Quando un animale vive in condizioni adeguate tende a mostrare curiosità, attività esplorativa e relazioni sociali coerenti con la propria specie. Al contrario, situazioni di stress o limitazione possono portare a segnali di disagio come riduzione dell’attività, alterazioni del comportamento alimentare, isolamento o aggressività.
Tra gli indicatori più studiati vi sono i cosiddetti comportamenti stereotipati, movimenti ripetitivi e privi di funzione apparente che spesso emergono quando l’animale non può esprimere i comportamenti naturali tipici della propria specie.

 

Parametri fisiologici osservati


Accanto al comportamento, anche il corpo fornisce informazioni preziose sul benessere animale.
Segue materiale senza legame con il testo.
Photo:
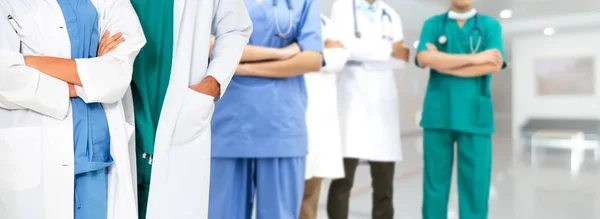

Alcuni parametri fisiologici permettono di capire come l’organismo reagisce allo stress o alle condizioni ambientali.
Tra quelli più utilizzati nella ricerca vi sono i livelli di cortisolo, associati alla risposta allo stress, la frequenza cardiaca e respiratoria, lo stato nutrizionale e alcuni indicatori del funzionamento del sistema immunitario.
Alterazioni persistenti in questi parametri possono indicare una condizione di stress cronico o difficoltà di adattamento all’ambiente.
 

Tecnologie e strumenti utilizzati

Negli ultimi anni la tecnologia ha ampliato le possibilità di osservazione. Sensori di movimento, sistemi di monitoraggio fisiologico e videocamere permettono di raccogliere dati in modo continuo e sempre meno invasivo.
Questi strumenti consentono di analizzare attività, comportamento e condizioni fisiche degli animali anche su lunghi periodi, contribuendo a individuare segnali di disagio che potrebbero passare inosservati con osservazioni sporadiche.
Allo stesso tempo, l’aumento delle conoscenze scientifiche ha reso sempre più evidente quanto il benessere animale dipenda dalle condizioni ambientali e dalla gestione da parte dell’uomo.

 

Limiti delle misurazioni

Nonostante i progressi scientifici, il benessere animale rimane difficile da quantificare con precisione. Nessun parametro, preso singolarmente, può descrivere completamente la qualità della vita di un animale.
Un animale può presentare parametri fisiologici apparentemente normali e tuttavia vivere in un ambiente povero di stimoli, privo di spazio o di relazioni sociali adeguate.
Per questo oggi il benessere animale viene valutato considerando insieme comportamento, salute fisica e condizioni ambientali.
Negli ultimi anni diverse inchieste giornalistiche hanno contribuito ad accendere l’attenzione su questo tema, mostrando le condizioni di vita di molti animali negli allevamenti intensivi e aprendo un dibattito sempre più ampio sulla relazione tra produzione alimentare, etica e benessere animale.
Più la scienza impara a osservare il benessere animale, più emerge una domanda che riguarda anche noi: quale spazio lasciamo agli altri esseri viventi nel mondo che abbiamo costruito?
 

Fonti

  • Giulia Innocenzi, Tritacarne. Perché ciò che mangiamo può salvare la nostra vita. E il nostro mondo, Rizzoli, 2016.
  • Jonathan Safran Foer, Se niente importa. Perché mangiamo gli animali?, Guanda, 2010.
  • Peter Singer, Liberazione animale, Il Saggiatore, 2003.